Healthcare remains a critical focus due to its direct impact on human well-being. Diabetes, currently the fastest-growing chronic disease globally, poses severe health risks, including cardiovascular complications and kidney failure. Simultaneously, breast cancer has become the most prevalent cancer among women, particularly those in their 40s, surpassing other types. Early detection and diagnosis of these two diseases remain a substantial challenge, yet they are crucial for reducing mortality rates. Machine learning algorithms emerged as powerful tools in healthcare for disease classification and prediction, with the k-nearest neighbors (k-NN) being one of the most widely used supervised learning algorithm. Different traditional machine learning methods have been proposed, which are heavily specialized for specific datasets. More deeply, traditional k-NN relies on a static k-value, which may not provide optimal results across diverse datasets. This paper proposes a dynamic k-NN model that adjusts ‘k’ value based on local data characteristics, enhancing prediction accuracy. The proposed model is testing on two publicly available datasets; PIMA Diabetes and Breast Cancer Wisconsin (BCW) datasets. Our results are evaluated using different metrics that are; accuracy, precision, recall, F1_score, and execution time. The results of these metrics are as follows; (81.17%, 97.37%), (83.33% 100%), (54.55%, 86.05%), and (65.93%, 92.5%) for PIMA and BCW datasets respectively. These results demonstrate that the proposed model outperformed several state-of-the-art models. Thus, further highlighting its effectiveness and efficiency in medical data classification.

查看原文本刊更多论文

基于k-NN算法的动态模型预测糖尿病和乳腺癌

由于对人类福祉的直接影响，医疗保健仍然是一个关键焦点。糖尿病是目前全球增长最快的慢性疾病，造成严重的健康风险，包括心血管并发症和肾衰竭。与此同时，乳腺癌已经成为女性中最常见的癌症，尤其是40多岁的女性，超过了其他类型的癌症。早期发现和诊断这两种疾病仍然是一项重大挑战，但它们对降低死亡率至关重要。机器学习算法在医疗保健中成为疾病分类和预测的强大工具，其中k-近邻（k-NN）是使用最广泛的监督学习算法之一。人们提出了不同的传统机器学习方法，这些方法主要针对特定的数据集。更深入地说，传统的k-NN依赖于静态k值，这可能无法在不同的数据集上提供最佳结果。本文提出了一种基于局部数据特征调整k值的动态k- nn模型，提高了预测精度。提出的模型正在两个公开可用的数据集上进行测试；PIMA糖尿病和乳腺癌威斯康星州（BCW）数据集。我们的结果是用不同的指标来评估的；准确性、精密度、召回率、F1_score和执行时间。这些指标的结果如下：（81.17%, 97.37%），（83.33%, 100%），（54.55%, 86.05%），（65.93%, 92.5%）。这些结果表明，所提出的模型优于几个最先进的模型。从而进一步突出了其在医疗数据分类中的有效性和高效性。

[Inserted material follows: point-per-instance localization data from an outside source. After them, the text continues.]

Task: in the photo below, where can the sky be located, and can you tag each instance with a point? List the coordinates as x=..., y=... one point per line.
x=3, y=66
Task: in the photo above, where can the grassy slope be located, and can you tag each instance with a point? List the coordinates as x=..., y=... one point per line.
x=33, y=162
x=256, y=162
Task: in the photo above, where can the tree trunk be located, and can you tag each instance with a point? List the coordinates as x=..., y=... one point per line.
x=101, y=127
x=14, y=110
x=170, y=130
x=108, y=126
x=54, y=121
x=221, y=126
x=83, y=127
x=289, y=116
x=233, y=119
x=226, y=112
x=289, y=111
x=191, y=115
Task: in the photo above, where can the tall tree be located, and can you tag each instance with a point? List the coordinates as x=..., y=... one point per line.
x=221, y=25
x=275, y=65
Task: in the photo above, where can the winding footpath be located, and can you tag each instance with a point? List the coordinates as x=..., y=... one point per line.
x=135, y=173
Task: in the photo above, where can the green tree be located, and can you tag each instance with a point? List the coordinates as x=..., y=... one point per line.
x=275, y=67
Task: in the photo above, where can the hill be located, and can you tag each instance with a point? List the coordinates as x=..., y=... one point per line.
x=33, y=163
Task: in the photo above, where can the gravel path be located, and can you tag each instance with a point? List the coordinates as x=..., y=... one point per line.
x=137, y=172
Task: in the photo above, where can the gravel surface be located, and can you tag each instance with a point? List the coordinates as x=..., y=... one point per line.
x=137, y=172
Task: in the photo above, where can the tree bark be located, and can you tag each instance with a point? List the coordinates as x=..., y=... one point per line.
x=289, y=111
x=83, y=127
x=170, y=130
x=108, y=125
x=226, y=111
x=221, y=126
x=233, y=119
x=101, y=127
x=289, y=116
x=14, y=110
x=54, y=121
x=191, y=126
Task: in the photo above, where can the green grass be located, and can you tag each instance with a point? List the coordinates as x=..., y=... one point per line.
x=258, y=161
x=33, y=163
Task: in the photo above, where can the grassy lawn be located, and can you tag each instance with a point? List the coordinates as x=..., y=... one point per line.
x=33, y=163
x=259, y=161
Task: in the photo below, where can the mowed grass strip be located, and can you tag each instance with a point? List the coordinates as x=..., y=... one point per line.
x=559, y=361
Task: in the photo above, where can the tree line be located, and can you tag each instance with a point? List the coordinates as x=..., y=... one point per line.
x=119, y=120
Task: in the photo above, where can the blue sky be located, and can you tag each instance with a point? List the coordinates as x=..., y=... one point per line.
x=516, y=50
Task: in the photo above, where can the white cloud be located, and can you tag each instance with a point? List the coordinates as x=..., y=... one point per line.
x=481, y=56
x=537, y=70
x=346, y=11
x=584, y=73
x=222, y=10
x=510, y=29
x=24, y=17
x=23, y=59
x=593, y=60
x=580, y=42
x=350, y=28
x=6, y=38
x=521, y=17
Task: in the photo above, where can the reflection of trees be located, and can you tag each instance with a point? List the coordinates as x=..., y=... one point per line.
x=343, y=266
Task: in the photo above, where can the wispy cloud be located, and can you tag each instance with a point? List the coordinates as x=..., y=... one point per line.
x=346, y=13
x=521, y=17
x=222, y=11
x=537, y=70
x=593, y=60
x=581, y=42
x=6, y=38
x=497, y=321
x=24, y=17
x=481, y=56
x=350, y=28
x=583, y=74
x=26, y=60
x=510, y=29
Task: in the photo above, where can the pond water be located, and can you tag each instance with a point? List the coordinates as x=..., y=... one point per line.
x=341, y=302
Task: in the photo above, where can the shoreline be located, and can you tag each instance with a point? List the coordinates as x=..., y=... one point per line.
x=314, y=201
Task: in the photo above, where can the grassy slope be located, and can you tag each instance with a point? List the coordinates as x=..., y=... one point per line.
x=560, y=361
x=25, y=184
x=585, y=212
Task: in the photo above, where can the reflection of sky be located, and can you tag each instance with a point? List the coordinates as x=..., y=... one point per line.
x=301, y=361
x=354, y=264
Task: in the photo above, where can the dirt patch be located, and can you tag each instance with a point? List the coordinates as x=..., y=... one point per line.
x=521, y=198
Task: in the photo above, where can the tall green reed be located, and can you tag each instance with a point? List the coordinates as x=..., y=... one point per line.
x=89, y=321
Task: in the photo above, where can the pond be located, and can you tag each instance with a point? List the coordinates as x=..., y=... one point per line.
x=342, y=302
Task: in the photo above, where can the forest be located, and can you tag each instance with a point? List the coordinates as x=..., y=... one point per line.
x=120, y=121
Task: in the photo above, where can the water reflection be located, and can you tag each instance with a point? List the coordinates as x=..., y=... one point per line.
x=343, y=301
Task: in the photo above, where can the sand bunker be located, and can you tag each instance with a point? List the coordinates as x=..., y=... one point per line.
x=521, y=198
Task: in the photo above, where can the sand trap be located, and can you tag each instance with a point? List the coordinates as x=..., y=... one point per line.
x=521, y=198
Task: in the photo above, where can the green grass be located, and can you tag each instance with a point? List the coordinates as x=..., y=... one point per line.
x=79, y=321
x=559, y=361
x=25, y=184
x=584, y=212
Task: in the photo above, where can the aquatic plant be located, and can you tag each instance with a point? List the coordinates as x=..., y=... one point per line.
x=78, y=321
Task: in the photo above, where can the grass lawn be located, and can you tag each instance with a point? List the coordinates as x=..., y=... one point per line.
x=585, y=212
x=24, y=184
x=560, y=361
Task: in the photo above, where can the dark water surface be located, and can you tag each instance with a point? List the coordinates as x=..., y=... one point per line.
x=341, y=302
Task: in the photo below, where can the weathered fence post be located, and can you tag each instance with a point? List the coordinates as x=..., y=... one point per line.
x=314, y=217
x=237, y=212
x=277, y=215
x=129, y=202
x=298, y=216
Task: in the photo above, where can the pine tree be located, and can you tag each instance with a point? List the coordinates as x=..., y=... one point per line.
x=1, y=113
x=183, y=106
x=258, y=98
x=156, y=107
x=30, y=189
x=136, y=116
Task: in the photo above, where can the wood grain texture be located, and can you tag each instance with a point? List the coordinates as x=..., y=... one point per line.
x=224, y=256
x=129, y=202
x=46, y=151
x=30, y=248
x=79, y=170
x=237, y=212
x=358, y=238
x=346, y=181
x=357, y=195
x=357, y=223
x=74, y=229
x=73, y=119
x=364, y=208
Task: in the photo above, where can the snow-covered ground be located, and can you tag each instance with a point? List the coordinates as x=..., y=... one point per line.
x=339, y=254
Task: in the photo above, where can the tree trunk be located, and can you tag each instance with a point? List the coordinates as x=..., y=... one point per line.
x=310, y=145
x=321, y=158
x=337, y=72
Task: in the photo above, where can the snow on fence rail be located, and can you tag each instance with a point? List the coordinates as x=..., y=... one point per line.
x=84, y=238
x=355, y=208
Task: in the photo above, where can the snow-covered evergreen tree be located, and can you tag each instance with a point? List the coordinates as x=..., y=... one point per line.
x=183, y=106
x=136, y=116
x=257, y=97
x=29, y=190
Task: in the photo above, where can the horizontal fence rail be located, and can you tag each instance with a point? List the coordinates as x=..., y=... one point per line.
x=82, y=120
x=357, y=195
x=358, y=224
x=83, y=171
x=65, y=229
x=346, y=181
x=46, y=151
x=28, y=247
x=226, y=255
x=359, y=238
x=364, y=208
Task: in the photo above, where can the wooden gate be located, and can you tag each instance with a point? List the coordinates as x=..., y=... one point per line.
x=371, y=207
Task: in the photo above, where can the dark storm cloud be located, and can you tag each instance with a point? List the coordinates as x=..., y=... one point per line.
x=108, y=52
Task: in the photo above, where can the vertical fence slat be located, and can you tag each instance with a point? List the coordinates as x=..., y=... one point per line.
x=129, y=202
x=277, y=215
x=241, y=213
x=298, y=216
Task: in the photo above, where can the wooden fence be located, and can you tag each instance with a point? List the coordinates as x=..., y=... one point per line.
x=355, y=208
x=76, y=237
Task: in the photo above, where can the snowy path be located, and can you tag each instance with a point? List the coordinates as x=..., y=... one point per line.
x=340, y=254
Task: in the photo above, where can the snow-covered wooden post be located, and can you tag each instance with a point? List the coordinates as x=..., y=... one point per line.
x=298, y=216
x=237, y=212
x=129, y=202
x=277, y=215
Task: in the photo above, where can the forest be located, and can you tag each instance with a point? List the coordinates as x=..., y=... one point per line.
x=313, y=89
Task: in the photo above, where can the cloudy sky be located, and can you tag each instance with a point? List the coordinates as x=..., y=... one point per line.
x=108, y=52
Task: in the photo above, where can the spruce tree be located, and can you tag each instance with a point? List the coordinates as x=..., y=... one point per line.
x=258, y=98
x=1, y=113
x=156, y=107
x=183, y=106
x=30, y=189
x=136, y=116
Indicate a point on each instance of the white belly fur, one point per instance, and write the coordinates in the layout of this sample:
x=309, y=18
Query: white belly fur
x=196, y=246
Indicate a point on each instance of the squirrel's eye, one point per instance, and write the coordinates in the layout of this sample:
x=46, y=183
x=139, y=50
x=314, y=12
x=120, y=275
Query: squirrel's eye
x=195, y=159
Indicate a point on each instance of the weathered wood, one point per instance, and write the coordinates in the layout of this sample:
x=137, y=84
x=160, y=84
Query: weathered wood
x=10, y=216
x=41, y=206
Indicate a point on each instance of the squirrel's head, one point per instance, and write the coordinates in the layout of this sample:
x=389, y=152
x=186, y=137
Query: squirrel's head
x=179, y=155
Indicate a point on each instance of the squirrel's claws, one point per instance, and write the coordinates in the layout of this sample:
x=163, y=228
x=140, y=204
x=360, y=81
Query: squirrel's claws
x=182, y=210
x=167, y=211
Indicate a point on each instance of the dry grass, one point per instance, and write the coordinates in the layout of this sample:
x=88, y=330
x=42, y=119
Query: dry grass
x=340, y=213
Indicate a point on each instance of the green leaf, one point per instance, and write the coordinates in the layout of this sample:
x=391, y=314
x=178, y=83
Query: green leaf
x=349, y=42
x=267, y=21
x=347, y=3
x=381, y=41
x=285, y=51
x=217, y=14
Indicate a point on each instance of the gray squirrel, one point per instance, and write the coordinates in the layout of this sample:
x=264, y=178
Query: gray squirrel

本文章由计算机程序翻译，如有差异，请以英文原文为准。

求助全文

约1分钟内获得全文求助全文

来源期刊

Computers in biology and medicine 工程技术-工程：生物医学

CiteScore

11.70

自引率

10.40%

发文量

1086

审稿时长

74 days

期刊介绍： Computers in Biology and Medicine is an international forum for sharing groundbreaking advancements in the use of computers in bioscience and medicine. This journal serves as a medium for communicating essential research, instruction, ideas, and information regarding the rapidly evolving field of computer applications in these domains. By encouraging the exchange of knowledge, we aim to facilitate progress and innovation in the utilization of computers in biology and medicine.